In Letter 38, Sofia describes the ways in which she altered her behavior in order to survive imprisonment. Her statement contains multiple illustrative oxymorons:
I’m a good prisoner, she say. Best convict they ever see. They can’t believe I’m the one sass the mayor’s wife, knock the mayor down. She laugh. It sound like something from a song. The part where everybody done gone home but you. . . . Good behavior ain’t good enough for them, say Sofia. Nothing less than sliding on your belly with your tongue on they boots can even git they attention. I dream of murder, she say, I dream of murder sleep or wake.

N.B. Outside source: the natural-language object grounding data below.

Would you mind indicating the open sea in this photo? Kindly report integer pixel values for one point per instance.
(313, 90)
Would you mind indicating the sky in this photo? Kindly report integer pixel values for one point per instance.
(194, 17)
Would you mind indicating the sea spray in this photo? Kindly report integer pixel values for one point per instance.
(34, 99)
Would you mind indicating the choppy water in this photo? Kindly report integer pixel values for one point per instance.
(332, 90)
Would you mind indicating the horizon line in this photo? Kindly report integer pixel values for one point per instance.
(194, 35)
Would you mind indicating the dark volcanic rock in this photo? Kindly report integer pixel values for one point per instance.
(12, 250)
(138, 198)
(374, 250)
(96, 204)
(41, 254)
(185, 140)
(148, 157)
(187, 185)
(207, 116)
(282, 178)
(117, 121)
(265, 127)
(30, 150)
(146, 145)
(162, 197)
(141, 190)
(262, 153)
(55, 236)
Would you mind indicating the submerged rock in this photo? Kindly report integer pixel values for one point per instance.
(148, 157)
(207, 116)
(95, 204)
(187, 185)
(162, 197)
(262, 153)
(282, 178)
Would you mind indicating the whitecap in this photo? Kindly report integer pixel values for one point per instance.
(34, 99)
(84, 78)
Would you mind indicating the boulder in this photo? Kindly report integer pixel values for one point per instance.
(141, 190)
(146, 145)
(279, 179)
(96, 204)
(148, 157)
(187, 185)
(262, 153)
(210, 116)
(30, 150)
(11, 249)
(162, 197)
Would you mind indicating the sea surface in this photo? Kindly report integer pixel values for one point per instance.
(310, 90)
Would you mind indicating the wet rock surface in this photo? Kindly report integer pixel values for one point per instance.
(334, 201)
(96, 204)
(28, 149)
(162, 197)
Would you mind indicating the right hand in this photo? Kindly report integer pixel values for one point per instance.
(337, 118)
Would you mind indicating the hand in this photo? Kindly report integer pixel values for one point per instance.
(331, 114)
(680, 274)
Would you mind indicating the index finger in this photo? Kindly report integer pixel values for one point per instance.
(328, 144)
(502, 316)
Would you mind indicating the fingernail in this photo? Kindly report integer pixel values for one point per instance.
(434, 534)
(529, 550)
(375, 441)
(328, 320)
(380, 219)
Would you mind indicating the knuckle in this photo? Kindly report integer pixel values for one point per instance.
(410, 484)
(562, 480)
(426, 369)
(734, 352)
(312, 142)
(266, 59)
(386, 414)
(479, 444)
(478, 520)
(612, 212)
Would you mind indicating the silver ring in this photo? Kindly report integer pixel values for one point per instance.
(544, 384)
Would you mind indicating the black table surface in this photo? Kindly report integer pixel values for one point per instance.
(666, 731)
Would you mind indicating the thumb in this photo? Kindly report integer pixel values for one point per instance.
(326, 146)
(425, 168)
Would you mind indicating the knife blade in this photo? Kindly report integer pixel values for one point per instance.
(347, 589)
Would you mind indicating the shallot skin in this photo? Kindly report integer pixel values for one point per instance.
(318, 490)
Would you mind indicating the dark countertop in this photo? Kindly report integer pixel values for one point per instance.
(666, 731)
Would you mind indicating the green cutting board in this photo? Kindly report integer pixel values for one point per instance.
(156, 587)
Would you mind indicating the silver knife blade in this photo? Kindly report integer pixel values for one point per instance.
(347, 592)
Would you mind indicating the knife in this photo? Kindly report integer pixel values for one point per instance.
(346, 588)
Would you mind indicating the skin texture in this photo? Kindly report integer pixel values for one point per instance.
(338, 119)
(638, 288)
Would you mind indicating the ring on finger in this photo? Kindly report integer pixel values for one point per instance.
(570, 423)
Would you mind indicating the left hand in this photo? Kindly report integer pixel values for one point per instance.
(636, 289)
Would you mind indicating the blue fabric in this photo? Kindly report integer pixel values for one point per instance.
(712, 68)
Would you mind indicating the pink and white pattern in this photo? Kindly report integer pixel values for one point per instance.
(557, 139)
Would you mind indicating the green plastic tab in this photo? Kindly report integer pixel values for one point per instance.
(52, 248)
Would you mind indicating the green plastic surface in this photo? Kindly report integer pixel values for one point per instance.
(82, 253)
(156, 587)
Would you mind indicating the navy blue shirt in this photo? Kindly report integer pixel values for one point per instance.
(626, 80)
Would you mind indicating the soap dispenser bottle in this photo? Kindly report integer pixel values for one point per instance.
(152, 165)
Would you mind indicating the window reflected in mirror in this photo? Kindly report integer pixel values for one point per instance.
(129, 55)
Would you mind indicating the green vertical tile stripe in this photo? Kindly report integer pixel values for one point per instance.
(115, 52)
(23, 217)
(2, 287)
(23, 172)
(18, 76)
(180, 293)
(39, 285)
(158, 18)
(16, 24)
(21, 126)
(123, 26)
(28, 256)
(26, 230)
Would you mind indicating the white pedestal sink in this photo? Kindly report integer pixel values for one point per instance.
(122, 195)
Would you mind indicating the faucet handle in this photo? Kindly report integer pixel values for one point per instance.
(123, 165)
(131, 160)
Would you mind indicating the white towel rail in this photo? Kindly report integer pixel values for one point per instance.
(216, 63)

Sofia describes herself as a "good prisoner" and the "best convict they ever see." Most people implicitly associate convicts with violence and bad behavior, rather than with the qualifiers "good" and "best." These oxymorons undermine the culturally-ingrained assumption that all convicts are perpetrators of violence, rather than victims themselves. Sofia is forced into defending herself and then villainized for it—arguably, she is more victim than criminal.
Walker uses oxymoron in this passage to highlight the racist and hypocritical expectations of white people in power—namely, the expectation that people of color who defend themselves from violence through the use of violence are in the wrong. Sofia is a "good" prisoner and a "good" Black person in the eyes of the white supremacist state because she does not fight back.